Jossimar Sanchez

Personal information
- Full name: Jossimar Israel Sanchez
- Date of birth: September 4, 1991 (age 34)
- Place of birth: Paterson, New Jersey, United States
- Height: 1.75 m (5 ft 9 in)
- Position(s): Defender

Youth career
- 2009–2012: Connecticut Huskies

Senior career*
- Years: Team / Apps / (Gls)
- 2011: Central Jersey Spartans / 4 / (0)
- 2014: New England Revolution / 0 / (0)
- 2014: → Rochester Rhinos (loan) / 8 / (0)
- 2015: Nyköpings BIS / 15 / (0)
- 2016: Kraft / 22 / (0)
- 2017–2018: GBK / 39 / (0)

= Jossimar Sanchez =

American-Dominican soccer player (born 1991)

Jossimar Israel Sanchez (born September 4, 1991) is a Dominican American soccer player.

==Career==
Sanchez played four years of college soccer at the University of Connecticut between 2009 and 2012. While at college, Sanchez also appeared for USL PDL side Central Jersey Spartans in 2011.

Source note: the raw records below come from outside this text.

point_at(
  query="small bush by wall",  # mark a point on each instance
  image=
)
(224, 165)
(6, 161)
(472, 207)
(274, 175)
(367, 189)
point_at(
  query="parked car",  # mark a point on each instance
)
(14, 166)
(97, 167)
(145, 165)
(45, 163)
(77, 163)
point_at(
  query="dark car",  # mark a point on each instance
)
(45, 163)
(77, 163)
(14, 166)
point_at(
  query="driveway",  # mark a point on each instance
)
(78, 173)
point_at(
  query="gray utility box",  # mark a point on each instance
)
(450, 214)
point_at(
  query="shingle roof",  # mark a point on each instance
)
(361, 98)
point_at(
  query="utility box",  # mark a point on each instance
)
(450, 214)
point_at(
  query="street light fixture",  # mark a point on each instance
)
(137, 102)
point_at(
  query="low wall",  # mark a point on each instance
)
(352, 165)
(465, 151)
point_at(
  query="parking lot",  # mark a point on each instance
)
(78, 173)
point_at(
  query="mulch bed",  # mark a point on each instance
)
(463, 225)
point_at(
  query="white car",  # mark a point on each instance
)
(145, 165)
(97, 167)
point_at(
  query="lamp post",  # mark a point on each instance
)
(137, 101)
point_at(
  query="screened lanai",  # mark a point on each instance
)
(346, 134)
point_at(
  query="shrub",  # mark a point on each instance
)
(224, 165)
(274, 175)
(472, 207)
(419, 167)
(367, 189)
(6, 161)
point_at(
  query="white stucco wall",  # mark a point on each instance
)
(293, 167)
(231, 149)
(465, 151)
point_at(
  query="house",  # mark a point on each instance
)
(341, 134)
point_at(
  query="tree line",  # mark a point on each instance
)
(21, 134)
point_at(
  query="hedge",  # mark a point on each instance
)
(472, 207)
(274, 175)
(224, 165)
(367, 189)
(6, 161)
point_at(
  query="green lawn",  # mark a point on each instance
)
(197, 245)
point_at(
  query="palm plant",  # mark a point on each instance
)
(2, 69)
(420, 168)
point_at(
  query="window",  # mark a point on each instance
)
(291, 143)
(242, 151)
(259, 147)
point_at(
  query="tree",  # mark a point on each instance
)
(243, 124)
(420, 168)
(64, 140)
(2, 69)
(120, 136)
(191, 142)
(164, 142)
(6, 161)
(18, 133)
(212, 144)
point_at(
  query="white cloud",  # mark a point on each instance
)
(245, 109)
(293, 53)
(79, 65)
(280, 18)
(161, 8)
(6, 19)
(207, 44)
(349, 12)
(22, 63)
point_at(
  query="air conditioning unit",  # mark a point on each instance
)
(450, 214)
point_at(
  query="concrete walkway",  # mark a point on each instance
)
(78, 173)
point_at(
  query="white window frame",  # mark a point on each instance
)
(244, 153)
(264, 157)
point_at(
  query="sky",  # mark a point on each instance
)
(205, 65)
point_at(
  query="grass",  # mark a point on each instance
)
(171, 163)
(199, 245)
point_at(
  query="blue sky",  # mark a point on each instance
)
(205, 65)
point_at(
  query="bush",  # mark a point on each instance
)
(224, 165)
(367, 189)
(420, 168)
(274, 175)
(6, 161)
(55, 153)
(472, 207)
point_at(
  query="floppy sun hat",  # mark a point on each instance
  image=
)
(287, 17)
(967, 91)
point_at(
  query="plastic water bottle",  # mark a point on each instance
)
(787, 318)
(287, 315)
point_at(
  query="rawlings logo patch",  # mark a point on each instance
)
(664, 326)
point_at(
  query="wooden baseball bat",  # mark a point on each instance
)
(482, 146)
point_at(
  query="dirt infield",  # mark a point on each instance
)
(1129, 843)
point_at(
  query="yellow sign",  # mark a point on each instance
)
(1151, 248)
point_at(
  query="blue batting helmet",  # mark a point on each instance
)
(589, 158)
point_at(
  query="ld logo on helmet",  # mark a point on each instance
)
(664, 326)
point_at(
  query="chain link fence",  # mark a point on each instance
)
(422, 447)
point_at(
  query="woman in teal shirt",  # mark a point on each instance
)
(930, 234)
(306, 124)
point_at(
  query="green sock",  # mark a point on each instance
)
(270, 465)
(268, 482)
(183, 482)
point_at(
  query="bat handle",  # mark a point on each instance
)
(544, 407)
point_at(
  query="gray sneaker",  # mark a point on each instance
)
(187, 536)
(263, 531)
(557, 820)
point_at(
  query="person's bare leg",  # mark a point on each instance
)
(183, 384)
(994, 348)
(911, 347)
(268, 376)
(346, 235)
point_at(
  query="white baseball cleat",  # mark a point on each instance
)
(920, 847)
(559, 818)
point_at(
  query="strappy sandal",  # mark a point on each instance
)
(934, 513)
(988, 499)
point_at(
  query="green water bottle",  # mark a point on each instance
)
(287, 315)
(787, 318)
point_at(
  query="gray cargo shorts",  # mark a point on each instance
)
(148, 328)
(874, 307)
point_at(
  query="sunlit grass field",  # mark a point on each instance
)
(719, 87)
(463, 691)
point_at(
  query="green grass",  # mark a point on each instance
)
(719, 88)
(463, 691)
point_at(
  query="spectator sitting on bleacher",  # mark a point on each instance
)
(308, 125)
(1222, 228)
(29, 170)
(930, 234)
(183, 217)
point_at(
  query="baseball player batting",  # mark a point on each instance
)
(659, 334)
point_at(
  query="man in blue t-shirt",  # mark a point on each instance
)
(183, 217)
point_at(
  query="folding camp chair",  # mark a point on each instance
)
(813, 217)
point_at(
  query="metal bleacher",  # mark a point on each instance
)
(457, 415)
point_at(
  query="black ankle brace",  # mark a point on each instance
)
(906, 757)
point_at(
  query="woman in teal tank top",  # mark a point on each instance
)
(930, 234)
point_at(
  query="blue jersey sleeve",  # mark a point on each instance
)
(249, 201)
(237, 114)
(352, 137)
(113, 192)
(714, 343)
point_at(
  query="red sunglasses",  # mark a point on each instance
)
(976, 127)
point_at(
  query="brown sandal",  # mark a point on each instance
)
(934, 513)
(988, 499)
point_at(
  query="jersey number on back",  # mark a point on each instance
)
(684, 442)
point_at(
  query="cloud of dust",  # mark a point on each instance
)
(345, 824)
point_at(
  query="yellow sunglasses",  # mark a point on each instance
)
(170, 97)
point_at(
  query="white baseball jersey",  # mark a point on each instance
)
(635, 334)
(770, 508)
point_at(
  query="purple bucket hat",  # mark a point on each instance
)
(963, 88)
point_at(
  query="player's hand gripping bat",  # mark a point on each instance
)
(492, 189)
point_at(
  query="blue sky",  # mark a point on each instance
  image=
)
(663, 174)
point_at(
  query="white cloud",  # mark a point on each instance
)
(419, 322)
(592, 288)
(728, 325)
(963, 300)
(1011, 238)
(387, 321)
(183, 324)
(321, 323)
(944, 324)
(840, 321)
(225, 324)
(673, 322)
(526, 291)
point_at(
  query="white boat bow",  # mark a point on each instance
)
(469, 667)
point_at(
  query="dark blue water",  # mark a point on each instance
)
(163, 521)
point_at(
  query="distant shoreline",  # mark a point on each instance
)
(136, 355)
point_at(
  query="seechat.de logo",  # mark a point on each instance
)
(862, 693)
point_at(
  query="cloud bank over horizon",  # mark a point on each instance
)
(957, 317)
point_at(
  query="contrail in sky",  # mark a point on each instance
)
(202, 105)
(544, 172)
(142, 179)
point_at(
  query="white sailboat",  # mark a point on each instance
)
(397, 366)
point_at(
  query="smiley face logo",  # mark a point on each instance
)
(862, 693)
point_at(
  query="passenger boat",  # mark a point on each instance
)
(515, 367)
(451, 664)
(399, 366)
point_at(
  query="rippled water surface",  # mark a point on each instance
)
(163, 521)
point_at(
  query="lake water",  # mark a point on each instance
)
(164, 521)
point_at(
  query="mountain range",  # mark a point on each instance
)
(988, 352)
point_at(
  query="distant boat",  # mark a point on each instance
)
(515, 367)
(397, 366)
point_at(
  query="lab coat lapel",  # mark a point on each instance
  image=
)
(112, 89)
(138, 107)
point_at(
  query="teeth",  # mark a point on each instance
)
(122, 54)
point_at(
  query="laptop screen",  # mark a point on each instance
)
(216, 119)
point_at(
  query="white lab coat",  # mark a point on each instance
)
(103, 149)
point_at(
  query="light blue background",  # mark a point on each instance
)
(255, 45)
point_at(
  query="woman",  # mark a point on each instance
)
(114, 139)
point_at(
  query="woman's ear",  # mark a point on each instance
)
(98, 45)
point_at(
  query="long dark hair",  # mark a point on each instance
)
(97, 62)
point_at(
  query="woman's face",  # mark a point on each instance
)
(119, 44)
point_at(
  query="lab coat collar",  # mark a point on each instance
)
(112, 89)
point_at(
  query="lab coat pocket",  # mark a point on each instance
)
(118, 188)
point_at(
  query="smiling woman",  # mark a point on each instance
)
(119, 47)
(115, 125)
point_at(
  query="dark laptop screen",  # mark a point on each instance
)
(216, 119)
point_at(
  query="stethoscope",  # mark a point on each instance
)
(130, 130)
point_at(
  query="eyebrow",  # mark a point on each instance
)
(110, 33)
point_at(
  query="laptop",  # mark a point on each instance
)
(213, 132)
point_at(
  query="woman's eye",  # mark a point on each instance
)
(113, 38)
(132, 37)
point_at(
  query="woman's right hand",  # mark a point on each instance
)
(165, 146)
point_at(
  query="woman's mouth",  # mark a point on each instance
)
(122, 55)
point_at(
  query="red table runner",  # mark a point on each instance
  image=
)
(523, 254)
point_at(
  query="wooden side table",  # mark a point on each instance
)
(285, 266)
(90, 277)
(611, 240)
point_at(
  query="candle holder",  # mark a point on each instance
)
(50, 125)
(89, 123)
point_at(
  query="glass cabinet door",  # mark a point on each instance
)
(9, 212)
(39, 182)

On January 22, 2013, Sanchez was selected 4th in the 2013 MLS Supplemental Draft by New England Revolution, and was signed over a year later on February 24, 2014. He was later loaned out to New England's USL Pro affiliate Rochester Rhinos. On December 8, 2014, the New England Revolution declined his contract option.